Loller kemudian dibatasi dalam seberapa luas ia dapat membagikan video tersebut, yang telah mengumpulkan lebih dari satu juta views.
"Saya belum pernah melihat ini sebelumnya, dan itu masih ada. Tertulis 'berbagi dibatasi untuk satu obrolan dalam satu waktu,'" kata Loller, yang memiliki 1,3 juta pengikut.
Alami Masalah Saat Posting Konten di TikTok
Trump pada hari Selasa mengatakan bahwa ia terbuka bagi Musk, yang merupakan sekutu dekat presiden dan membantu mengawasi inisiatif barunya tentang efisiensi pemerintah, untuk membeli TikTok, jika ia ingin melakukannya.
Pengguna TikTok, Lisa Cline, mengatakan di Threads milik Meta bahwa ia mengalami masalah saat memposting video ke TikTok yang mengkritik Trump.
"Saya mencoba memposting ini enam kali ke TikTok dan itu tidak mengizinkan saya karena sensor, semoga berhasil di sini," kata Cline.
Video tersebut merujuk pada tanggapan Trump kepada Uskup Episkopal Mariann Edgar Budde, pada kebaktian doa pelantikan di Katedral Nasional Washington, untuk menunjukkan belas kasihan kepada orang-orang yang "ketakutan".
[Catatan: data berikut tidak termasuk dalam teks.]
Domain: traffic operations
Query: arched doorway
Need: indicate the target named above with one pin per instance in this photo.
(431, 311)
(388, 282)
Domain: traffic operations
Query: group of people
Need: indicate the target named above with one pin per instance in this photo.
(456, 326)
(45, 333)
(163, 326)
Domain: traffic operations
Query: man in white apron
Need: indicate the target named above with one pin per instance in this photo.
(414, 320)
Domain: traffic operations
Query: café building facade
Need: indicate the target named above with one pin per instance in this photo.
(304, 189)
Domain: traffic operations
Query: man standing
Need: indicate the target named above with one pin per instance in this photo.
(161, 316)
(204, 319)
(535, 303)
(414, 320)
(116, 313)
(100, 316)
Pengguna lainnya, Danisha Carter, mengatakan akunnya yang memiliki 2 juta pengikut ditangguhkan secara permanen tak lama setelah TikTok nonaktif. Ia diberitahu bahwa penyebabnya karena "beberapa pelanggaran kebijakan" ketika ia mencoba masuk setelah larangan dicabut.
"Ini sangat ditargetkan secara politik," kata Carter, seorang komentator politik dan sosial, yang mengatakan TikTok tidak akan menjelaskan keputusannya, yang katanya final.
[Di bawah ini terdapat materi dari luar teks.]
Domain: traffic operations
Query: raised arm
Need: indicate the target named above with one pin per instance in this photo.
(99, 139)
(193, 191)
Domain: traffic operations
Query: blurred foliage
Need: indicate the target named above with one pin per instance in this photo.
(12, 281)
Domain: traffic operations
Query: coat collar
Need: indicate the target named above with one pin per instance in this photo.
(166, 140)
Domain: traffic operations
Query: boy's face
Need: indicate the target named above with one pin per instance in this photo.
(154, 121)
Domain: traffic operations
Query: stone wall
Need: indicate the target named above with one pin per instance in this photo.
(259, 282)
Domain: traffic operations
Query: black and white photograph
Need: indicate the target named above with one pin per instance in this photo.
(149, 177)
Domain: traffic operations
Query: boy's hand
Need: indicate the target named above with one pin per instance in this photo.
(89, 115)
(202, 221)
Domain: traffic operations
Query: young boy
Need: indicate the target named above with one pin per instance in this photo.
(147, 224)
Siaran langsung terakhir Carter menyerukan para eksekutif teknologi kaya atas pengaruh mereka terhadap kampanye presiden Amerika dan bisnis AS.
Pengguna Terima Teguran dari TikTok
Yang lain mengatakan mereka ditandai untuk komentar yang tidak terkait dengan politik, memicu kekhawatiran bahwa pengguna ditargetkan berdasarkan kriteria lain termasuk identitas atau konten sebelumnya.
Lalu "Mila" Ortiz, seorang analis data dan pembuat konten, mengatakan ia menerima teguran setelah meninggalkan komentar yang tidak berbahaya di video lain, dengan peringatan bahwa pelanggaran akan mencegahnya mengakses beberapa fitur.
"Itu begitu tiba-tiba dan begitu acak saya pikir mereka mencoba mengeluarkan saya dari sini," katanya.
Ortiz sejak saat itu langsung menghapus sekitar 15 video yang pro-Wakil Presiden dan anti-Trump.